Molecular Characterization of CtACO3 Splice Variants
The CtACO3-1 (GenBank accession no. MH67444) is a full-length transcript corresponding to the coding sequence of CtACO3 and was predicted to encode a protein of 345 amino acids, with a molecular mass of 36.16 kD and a calculated pI of 6.57. The CtACO3-2 transcript (GenBank accession no. MW075467) encodes a truncated protein of 110 amino acid, with a molecular mass of 12.48 kD and a calculated isoelectric point (pI) of 7.40, in which the start codon is located at the 4th exon, lacking the 235 N-terminal residues (Figure 1E). Conserved domain analyses indicate that in the C-terminal regions, CtACOs contain a conserved C3HC4 RING finger domain (Supplementary Figure 1).
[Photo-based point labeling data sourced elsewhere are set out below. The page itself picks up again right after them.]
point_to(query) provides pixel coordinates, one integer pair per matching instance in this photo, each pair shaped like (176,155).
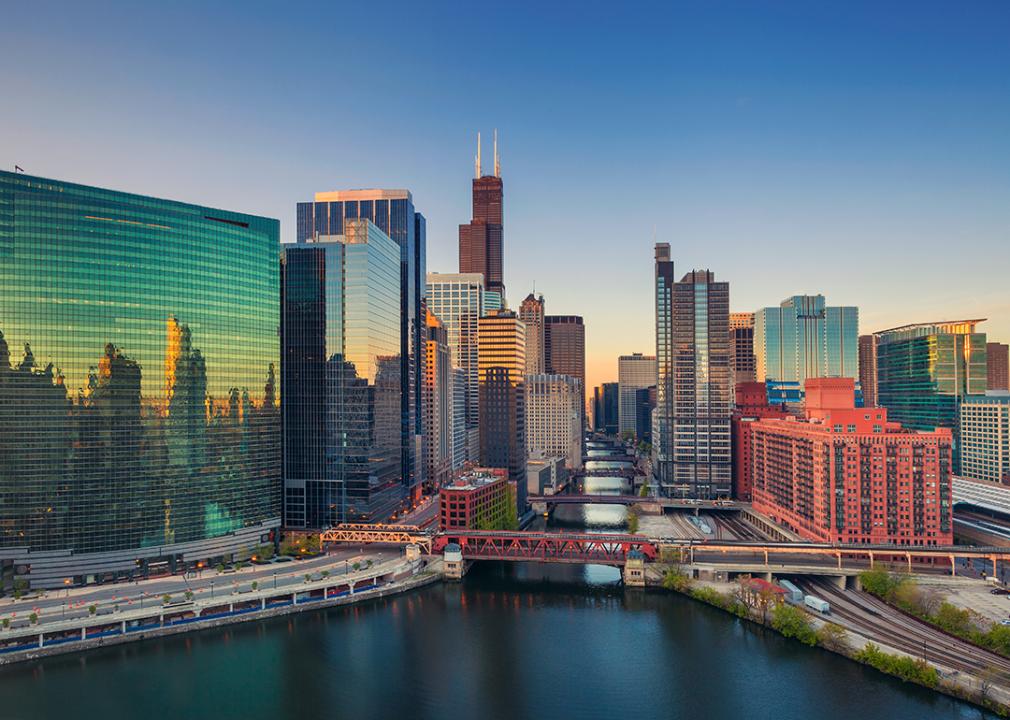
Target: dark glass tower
(341,357)
(481,241)
(138,346)
(393,212)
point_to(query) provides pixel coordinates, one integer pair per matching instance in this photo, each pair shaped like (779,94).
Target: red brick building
(477,499)
(848,475)
(751,405)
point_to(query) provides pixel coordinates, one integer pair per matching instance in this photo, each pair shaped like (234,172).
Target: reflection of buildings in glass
(342,415)
(138,465)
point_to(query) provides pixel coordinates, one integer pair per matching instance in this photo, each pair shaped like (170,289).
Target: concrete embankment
(132,625)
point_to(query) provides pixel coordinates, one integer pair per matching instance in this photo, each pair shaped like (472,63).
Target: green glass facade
(923,373)
(138,376)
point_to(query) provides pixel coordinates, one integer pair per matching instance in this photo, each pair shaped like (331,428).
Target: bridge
(612,549)
(707,505)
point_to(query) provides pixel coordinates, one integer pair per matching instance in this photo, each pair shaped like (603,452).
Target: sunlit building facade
(139,426)
(342,364)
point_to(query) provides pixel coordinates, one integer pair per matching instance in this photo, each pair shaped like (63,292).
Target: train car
(817,604)
(793,594)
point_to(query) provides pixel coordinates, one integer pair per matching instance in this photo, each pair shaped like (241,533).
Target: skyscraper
(804,338)
(925,370)
(341,358)
(481,239)
(741,327)
(138,351)
(633,372)
(392,211)
(998,366)
(700,464)
(531,314)
(436,402)
(502,342)
(868,370)
(553,418)
(458,300)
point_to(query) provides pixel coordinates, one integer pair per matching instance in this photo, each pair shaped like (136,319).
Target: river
(513,641)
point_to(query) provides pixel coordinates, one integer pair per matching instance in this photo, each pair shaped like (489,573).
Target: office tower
(741,327)
(804,338)
(553,418)
(565,350)
(985,436)
(997,366)
(852,475)
(699,463)
(342,364)
(531,314)
(461,440)
(138,351)
(502,366)
(633,373)
(868,370)
(925,370)
(393,212)
(481,238)
(750,405)
(458,300)
(436,401)
(644,405)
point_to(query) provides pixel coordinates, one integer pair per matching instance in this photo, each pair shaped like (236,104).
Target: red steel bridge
(609,549)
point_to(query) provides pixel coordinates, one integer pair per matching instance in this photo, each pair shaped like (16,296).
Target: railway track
(878,621)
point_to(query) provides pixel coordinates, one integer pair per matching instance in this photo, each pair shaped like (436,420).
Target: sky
(856,149)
To detect the expression patterns of CtACO3-1 and CtACO3-2 at different flowering times (I, II, III, and IV) and specific tissues (flower, leaf, bracteole, and stem), the plant materials were collected. The transcript levels of CtACO3-1 and CtACO3-2 in flowers increased continuously with the floret flowering, shown in Figure 2A. Both CtACO3-1 and CtACO3-2 showed the highest transcript level in flower (Figure 2B), whereas CtACO1 had the highest level in leaf (Tu et al., 2019).
The CtACO3-1 and CtACO3-2 were coexpressed with GFP in onion epidermal cells and Nicotiana benthamiana leaves to identify the subcellular localization. The result indicates that CtACO3-1 localized to the cytoplasm, and CtACO3-2 localized to the cytoplasm and nucleus (Figure 2C and Supplementary Figure 2), which were different from the cytosol location of CtACO1.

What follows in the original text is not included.